İşin eğlencesi
(Yazar: Ömer Yılmaz, İçerik Fabrikası)
Azimli olmadığım doğru ama azimli olmayanların da yaşayabilecekleri bir yer olmalıydı, mevcut yerlerden daha iyi bir yeri kastediyorum. Sabahın altı buçuğunda bir çalar saat sesiyle uyanıp yataktan fırlayan, giyinip zorla bir şeyler atıştıran, sıçıp, işeyip, dişini fırçalayan, saçını tarayan, başka birine büyük paralar kazandırdığı bir yere ulaşmak için trafikle boğuşan ve tüm bunlara sahip olma fırsatı bulduğu için müteşekkir olması istenen biri hayattan nasıl keyif alabilir?Ben de küçük şeylerden mutlu olabilirim ama bu kadar bokun arasında o küçük şeyleri çıkarmaya üşeniyorum. Charles Bukowski
Sigmund Freud, Amerika’ya yaşlılığında ilk kez geldiğinde yaşadığı şaşkınlığı arkadaşı Carl Jung’a yazdığı mektupta şöyle kaleme almıştı: “Nedense bu ülkede hemen herkes mutlu olmak zorunda. Sürekli mutluluğu arıyorlar, bulamazlarsa da en küçük şeyden mutluluk çıkarıyorlar. Bir insanın sürekli mutlu olması normal değildir. Normal insan olmak için mutluluk kadar hüzün de gereklidir. Bu ikisi bir arada var olduğunda, birbirini tamamladığında insan tam olabilir. Sürekli mutlu olan insanlar yarım insanlardır.” (Serdar Turgut’tan alıntı)
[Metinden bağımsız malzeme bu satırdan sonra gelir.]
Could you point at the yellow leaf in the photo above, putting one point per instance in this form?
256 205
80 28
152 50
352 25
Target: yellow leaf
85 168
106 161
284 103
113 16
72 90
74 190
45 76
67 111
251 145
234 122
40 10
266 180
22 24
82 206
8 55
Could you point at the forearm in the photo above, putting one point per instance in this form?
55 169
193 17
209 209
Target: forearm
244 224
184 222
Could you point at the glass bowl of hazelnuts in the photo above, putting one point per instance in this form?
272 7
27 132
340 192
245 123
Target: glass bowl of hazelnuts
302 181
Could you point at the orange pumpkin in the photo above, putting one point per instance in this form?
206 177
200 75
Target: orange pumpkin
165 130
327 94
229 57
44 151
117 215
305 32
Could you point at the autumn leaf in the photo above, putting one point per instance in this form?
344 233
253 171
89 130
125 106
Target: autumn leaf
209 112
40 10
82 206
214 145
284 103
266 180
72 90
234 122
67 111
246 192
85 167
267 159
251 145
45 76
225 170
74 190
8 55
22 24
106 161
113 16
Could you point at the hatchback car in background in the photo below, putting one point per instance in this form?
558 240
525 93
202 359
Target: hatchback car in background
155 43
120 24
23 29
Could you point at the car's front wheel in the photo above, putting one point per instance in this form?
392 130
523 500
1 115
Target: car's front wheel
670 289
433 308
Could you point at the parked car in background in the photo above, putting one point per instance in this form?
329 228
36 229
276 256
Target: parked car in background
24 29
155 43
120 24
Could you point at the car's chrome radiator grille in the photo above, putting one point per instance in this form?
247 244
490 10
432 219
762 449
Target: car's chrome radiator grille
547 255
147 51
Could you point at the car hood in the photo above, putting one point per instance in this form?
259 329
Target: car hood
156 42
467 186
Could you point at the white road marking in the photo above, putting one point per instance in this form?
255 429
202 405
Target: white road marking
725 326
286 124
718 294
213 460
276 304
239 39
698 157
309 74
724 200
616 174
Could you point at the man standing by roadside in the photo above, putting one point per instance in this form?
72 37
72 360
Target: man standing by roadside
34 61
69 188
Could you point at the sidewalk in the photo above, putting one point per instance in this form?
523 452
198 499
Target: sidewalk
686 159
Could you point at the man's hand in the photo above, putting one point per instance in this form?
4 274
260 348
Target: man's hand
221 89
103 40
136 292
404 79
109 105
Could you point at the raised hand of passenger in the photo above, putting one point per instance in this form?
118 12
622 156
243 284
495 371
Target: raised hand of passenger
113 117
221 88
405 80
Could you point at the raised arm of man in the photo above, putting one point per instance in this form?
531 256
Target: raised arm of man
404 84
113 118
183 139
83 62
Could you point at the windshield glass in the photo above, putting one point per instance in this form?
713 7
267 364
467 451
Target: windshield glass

Aslında mutluluk ihtiyacının aşırı empoze edildiği kurmaca bir pazarlama toplum modeli olarak Amerika, birçok satış disiplininin de atası sayılır. Zaten ülke karma bir toplum modeli olarak büyük bir pazarlama disiplini üzerine şekillendirilmiştir. Örneklem kümesi olarak da Amerika’da yaşayan herkesi kullanıp başarılı uygulamaları global ölçekte hayata geçirmiştir. Tabi Bukowski gibi örneklem dışı bırakılması gereken standart sapma kümesini göz ardı edecek seviyede tutmak kaydıyla. Peki bu insanlar mutluluğu nasıl yakalıyorlar. Aslında her insan doğasından farklı değil. Öncelikle doyurulması gereken ihtiyaçları ortaya çıkartacaksın sonrasında ise çözümünü önerip ona ulaşmaları için yapmaları gerekenleri tarif edeceksin. Her güne doyurulması gereken bir arzu objesi yerleştirdiğinde ve ona ulaşmalarını sağladığında alın size harikalar diyarı. Girişten de anlaşılamayacağı gibi aslında pazarlama ve pazarlama iletişiminin derinlerde yatan mantığını tartışmaya başladık. Gerek profesyonel bir ihtiyacı, gerek fizyolojik bir ihtiyacı, gerekse duygusal bir ihtiyacı karşılamak olsun amaç, öncelikle hedef tüketicilerin o ihtiyacın farkına varmalarını sağlamakla başlıyor hareket planı.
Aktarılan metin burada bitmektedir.